Published: 1 month and 12 days ago
Based on article from CryptoSlate

JPMorgan’s Strategic Shift: The Multi-Chain Institutional Cash Stack

JPMorgan Chase has officially signaled its intent to dominate the intersection of traditional finance and digital assets with the filing of the JPMorgan OnChain Liquidity-Token Money Market Fund (JLTXX). This new fund, primarily targeting U.S. Treasury securities and overnight repo, is designed as a regulated, yield-bearing cash instrument specifically tailored for the stablecoin reserve ecosystem. By integrating blockchain technology with institutional-grade controls, JPMorgan is positioning itself as a primary provider of the "liquidity layer" for the next generation of digital finance.

A Specialized Two-Chain Architecture

The bank is adopting a sophisticated "right tool for the job" strategy by utilizing different blockchains for distinct operational roles. Ethereum serves as the primary distribution and ownership layer for JLTXX, leveraging its massive lead in tokenized Real-World Assets (RWA) to manage fund-share workflows and legal records. Conversely, JPMorgan is exploring Solana for reserve movement and treasury operations, citing the network’s high throughput and low latency as the ideal infrastructure for just-in-time liquidity and continuous settlement.
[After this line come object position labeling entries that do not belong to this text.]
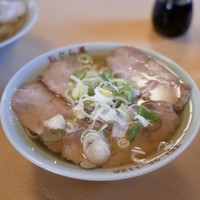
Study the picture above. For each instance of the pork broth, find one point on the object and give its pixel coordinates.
(115, 140)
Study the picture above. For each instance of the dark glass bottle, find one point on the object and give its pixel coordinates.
(172, 17)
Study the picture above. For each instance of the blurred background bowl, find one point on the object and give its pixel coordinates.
(32, 17)
(48, 161)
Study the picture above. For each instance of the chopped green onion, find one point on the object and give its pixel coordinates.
(79, 91)
(135, 130)
(106, 75)
(82, 71)
(128, 92)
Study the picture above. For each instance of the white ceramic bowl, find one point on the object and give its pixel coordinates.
(29, 149)
(33, 13)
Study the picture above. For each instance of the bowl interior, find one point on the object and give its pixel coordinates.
(33, 13)
(45, 159)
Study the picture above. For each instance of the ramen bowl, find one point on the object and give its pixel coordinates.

Bridging Regulation and Innovation

JLTXX is meticulously structured to comply with the emerging GENIUS Act framework, allowing stablecoin issuers to hold yield-bearing assets that meet strict reserve requirements. While the fund uses public blockchains, it remains a tightly permissioned product where only approved, allow-listed wallet addresses can interact with the tokens. Legal ownership is still maintained via a traditional investor register, ensuring that the bank retains identity and operational control while granting clients the speed and interoperability of on-chain assets.

The Full Liquidity Stack

This initiative is part of a larger, multi-layered architecture developed by JPMorgan over several years to modernize global cash management. At the base is Kinexys Digital Payments, a private rail for real-time cross-border bank money movement. Above that sits the yield-bearing layer composed of funds like JLTXX and its predecessor MONY, which convert Treasury exposure into on-chain shares. Finally, the stack connects to the broader crypto economy through Morgan Money, which provides an interface for converting these fund shares into USDC, creating a seamless bridge between regulated bank infrastructure and the stablecoin market.